Editorial: Where’s the AI Competition?

Nvidia Raises the Bar as Competitors Keep Falling Short
The dominant AI-chip vendor, Nvidia has raised the bar with its new Hopper and Orin accelerators. Startups, hyperscalers, and large chip vendors try to compete with the company but keep falling short.
Linley Gwennap
Linley Gwennap

The sign says “you must be THIS TALL to play in the AI market,” but most chip vendors keep coming up short. Nvidia towers over its competitors, holding nearly 90% share in data-center AI while having the most design wins in autonomous vehicles (AVs). Well-funded startups, including several unicorns, have been unable to demonstrate any advantage over Nvidia’s Ampere products, much less the upcoming Hopper generation. Of the big-name competitors, only Qualcomm delivers better efficiency on some benchmarks, and Hopper’s 3x performance jump gobsmacked ASIC designers such as Google.

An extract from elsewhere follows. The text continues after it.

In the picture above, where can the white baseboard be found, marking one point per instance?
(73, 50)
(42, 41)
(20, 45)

Cerebras, Groq, and SambaNova, along with leading Chinese startups Enflame and Iluvatar, are in production but have published few or no benchmarks, probably owing to some combination of deficient hardware and unoptimized software. Of the best-funded AI-chip startups, only Graphcore has provided official MLPerf results, falling well short of Ampere in per-chip performance and power efficiency.

Qualcomm is the only credible competitor that has delivered a more efficient architecture than Nvidia’s. But it has been slow to upgrade its hardware to increase per-card performance and its software to support a broad range of data-center models. The company also lacks a training solution.

Several hyperscalers have invested in their own AI accelerators. But when the only target is in-house use, developing both a chip and a broad software stack is expensive and, if you can get something better from Nvidia, pointless. The startups are running out of time, and bigger companies must execute better to break the leader’s stranglehold.